Updated

Afghanistan

Sunday's bombing in the Pech Valley of Kunar province was the deadliest against U.S. forces in Afghanistan in a month. It came on the same day that two homicide attackers in Kabul narrowly missed the chief of Afghanistan's upper house of parliament but killed themselves and two bystanders.

Militant attacks appear to be gathering intensity in Afghanistan, four years after the ouster of the hard-line Taliban regime by U.S.-led forces.

The U.S. military said in a statement that Marines and soldiers backed by artillery, attack helicopters and AC-130 gunship planes swept the Pech valley after encountering small-arms fire and rocket-propelled grenades.

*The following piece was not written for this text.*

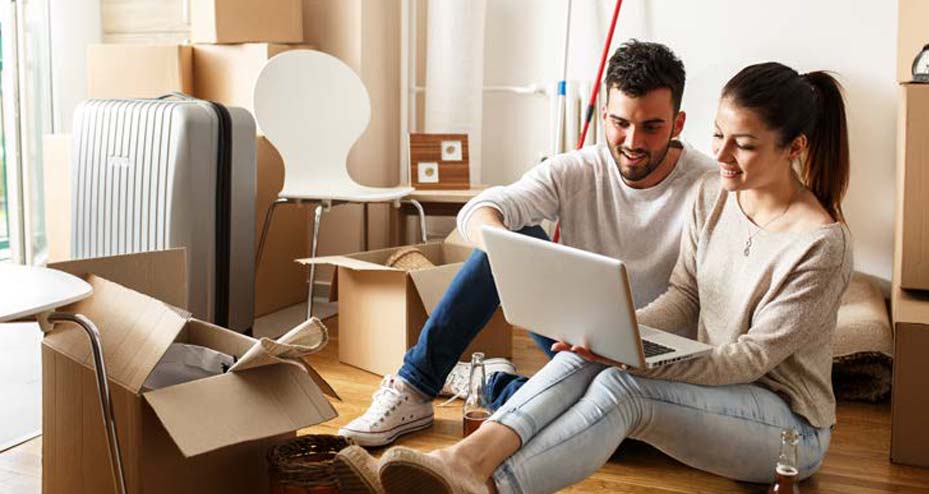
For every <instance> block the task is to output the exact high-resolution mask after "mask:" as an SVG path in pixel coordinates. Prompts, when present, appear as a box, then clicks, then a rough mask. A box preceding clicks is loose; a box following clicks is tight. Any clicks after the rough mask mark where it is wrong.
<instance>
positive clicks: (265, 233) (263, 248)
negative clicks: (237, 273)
mask: <svg viewBox="0 0 929 494" xmlns="http://www.w3.org/2000/svg"><path fill="white" fill-rule="evenodd" d="M289 202H291V201H290V199H284V198H283V197H279V198H278V199H277V200H276V201H274V202H272V203H271V207H269V208H268V212H267V213H265V222H264V225H262V227H261V237H260V239H259V240H258V252H257V253H256V254H255V272H256V273H257V272H258V265H259V264H261V254H262V253H263V252H264V248H265V240H266V239H267V238H268V229H269V228H271V218H272V217H273V216H274V210H275V209H276V208H277V207H278V206H279V205H281V204H284V203H289Z"/></svg>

Abdul Ghaffar Khan, chief of police in Kunar province, said Afghan police and American troops had searched mountains near Sunday's attack in which a homemade explosive hit a U.S. armored vehicle driving in a convoy. That road remained blocked to normal traffic, he said.

"The coalition's response has resulted in the detention of 11 insurgents believed responsible" for Sunday's attack, the U.S. statement said, without identifying the detainees.

Sunday's bombing raised to 220 the death toll of U.S. personnel in and around Afghanistan since late 2001 when U.S.-led forces ousted the hardline Taliban regime for hosting Al Qaeda leader Usama bin Laden.